An additional strength of the inferred spans feature lies in its data structure, offering a simplified tracing model that outlines typical parent-child relationships, execution order, and good latency estimates. This structure is achieved by integrating tracing data with span activation/deactivation events and profiling data, facilitating straightforward navigation and troubleshooting of latency issues within individual traces.

Correlating distributed tracing data with profiling data comes with a different set of advantages. Learn more about it in our related blog post, Beyond the trace: Pinpointing performance culprits with continuous profiling and distributed tracing correlation.

What about the performance overhead?

As mentioned before, the inferred spans functionality is based on the widely used async-profiler, known for its minimal impact on performance. However, the efficiency of profiling operations is not without its caveats, largely influenced by the specific configurations employed. A pivotal factor in this balancing act is the sampling interval — the longer the interval between samples, the lower the incurred overhead, albeit at the expense of potentially overlooking shorter methods that could be critical to the inferred spans feature discovery process.

Adjusting the probability-based trace sampling presents another way for optimization, directly influencing the overhead. For instance, setting trace sampling to 50% effectively halves the profiling load, making the inferred spans feature even more resource-efficient on average per request. This nuanced approach to tuning ensures that the inferred spans feature can be leveraged in real-world, production environments with a manageable performance footprint. When properly configured, this feature offers a potent, low-overhead solution for enhancing observability and diagnostic capabilities within production applications.
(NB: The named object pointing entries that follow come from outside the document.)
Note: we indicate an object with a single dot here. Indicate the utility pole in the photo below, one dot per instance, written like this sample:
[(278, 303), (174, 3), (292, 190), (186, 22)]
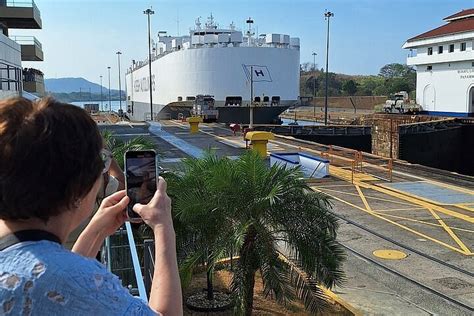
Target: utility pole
[(251, 98), (149, 12), (110, 105), (101, 97), (120, 85), (328, 15), (314, 86)]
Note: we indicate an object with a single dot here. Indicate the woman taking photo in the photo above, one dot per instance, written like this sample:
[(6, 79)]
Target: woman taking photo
[(51, 167)]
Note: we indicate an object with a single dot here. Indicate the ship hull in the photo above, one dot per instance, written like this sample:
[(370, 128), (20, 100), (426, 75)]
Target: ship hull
[(241, 115), (222, 72)]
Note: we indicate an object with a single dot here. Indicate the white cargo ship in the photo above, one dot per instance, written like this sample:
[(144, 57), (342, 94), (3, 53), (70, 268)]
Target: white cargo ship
[(217, 62)]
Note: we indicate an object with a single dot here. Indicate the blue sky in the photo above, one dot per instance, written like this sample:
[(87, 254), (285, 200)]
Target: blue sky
[(80, 37)]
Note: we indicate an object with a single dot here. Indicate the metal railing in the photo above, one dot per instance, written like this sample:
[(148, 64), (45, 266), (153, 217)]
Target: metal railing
[(27, 40), (21, 4)]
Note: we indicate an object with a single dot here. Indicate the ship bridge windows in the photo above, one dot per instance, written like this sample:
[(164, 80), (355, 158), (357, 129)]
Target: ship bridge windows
[(276, 100), (233, 101)]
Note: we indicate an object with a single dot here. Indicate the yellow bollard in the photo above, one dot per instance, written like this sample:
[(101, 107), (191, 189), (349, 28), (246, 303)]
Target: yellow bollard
[(194, 123), (259, 141)]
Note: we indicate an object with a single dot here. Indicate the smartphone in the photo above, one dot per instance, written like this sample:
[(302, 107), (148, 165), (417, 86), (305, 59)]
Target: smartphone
[(140, 179)]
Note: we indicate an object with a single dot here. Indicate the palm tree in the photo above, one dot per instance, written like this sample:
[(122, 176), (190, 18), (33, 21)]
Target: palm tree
[(279, 226), (197, 217)]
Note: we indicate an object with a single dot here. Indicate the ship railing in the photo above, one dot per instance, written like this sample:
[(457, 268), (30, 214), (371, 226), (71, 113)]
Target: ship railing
[(22, 4), (144, 63), (26, 40)]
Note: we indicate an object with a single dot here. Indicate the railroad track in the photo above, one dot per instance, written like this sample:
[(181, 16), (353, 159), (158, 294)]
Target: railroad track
[(466, 308), (469, 274)]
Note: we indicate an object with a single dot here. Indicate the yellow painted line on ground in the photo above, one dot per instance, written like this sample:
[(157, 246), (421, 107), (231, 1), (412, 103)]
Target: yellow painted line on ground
[(399, 209), (416, 200), (335, 185), (450, 186), (451, 233), (397, 224), (372, 197), (470, 209), (423, 222)]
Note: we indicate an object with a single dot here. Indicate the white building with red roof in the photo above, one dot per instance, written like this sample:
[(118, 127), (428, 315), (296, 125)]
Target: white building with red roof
[(444, 60)]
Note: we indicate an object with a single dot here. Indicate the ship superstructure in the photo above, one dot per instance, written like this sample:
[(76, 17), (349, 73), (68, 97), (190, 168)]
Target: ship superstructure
[(219, 62), (15, 80)]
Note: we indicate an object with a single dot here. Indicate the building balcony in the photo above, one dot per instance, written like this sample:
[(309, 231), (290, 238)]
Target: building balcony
[(20, 14), (31, 48), (446, 57), (33, 81)]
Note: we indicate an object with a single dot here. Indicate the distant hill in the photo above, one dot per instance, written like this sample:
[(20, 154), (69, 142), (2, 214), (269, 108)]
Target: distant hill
[(68, 85)]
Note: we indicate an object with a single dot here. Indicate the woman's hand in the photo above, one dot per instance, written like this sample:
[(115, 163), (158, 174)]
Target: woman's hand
[(157, 213), (110, 215)]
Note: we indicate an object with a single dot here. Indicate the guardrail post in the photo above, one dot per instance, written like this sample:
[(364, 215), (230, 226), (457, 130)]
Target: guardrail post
[(390, 169), (353, 164), (148, 266)]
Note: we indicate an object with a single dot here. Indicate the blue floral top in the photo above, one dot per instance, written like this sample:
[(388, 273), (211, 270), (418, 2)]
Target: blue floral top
[(44, 278)]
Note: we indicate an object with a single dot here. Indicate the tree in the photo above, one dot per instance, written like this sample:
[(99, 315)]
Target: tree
[(196, 210), (276, 223), (395, 70), (350, 87)]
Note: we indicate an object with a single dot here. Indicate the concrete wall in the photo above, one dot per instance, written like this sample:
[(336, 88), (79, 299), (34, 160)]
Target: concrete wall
[(10, 54), (357, 142), (385, 132), (450, 149), (448, 87), (361, 102)]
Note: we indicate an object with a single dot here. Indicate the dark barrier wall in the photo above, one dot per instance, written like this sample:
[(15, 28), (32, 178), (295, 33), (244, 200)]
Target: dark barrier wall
[(466, 150), (357, 142), (450, 149)]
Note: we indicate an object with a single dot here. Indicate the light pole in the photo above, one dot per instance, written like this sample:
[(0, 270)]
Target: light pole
[(328, 15), (110, 105), (314, 86), (101, 95), (149, 12), (120, 85)]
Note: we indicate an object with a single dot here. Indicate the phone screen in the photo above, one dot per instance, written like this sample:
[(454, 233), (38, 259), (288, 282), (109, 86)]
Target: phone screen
[(140, 178)]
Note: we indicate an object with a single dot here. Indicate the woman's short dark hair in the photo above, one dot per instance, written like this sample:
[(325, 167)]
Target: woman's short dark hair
[(49, 157)]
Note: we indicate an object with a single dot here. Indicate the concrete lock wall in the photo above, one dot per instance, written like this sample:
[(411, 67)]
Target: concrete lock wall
[(360, 102), (437, 149), (385, 136), (357, 142), (312, 167)]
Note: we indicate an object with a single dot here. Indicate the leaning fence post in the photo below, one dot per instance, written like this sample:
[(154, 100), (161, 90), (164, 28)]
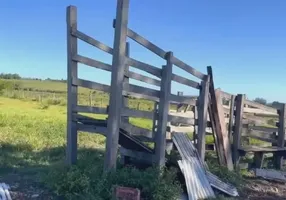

What’s next for inferred spans and OpenTelemetry?

This blog post outlined and introduced the inferred spans feature available as an extension for the OpenTelemetry Java SDK and built into the newly introduced Elastic OpenTelemetry Java Distro. Inferred spans allows users to troubleshoot latency issues in areas of code that are not explicitly instrumented while utilizing traditional tracing data.

The feature is currently merely a port of the existing feature from the proprietary Elastic APM Agent. With Elastic embracing OpenTelemetry, we plan on contributing this extension to the upstream OpenTelemetry project. For that, we also plan on migrating the extension to the latest async-profiler 3.x release. Try out inferred spans for yourself and see how it can help you diagnose performance problems in your applications.

The release and timing of any features or functionality described in this post remain at Elastic's sole discretion. Any features or functionality not currently available may not be delivered on time or at all.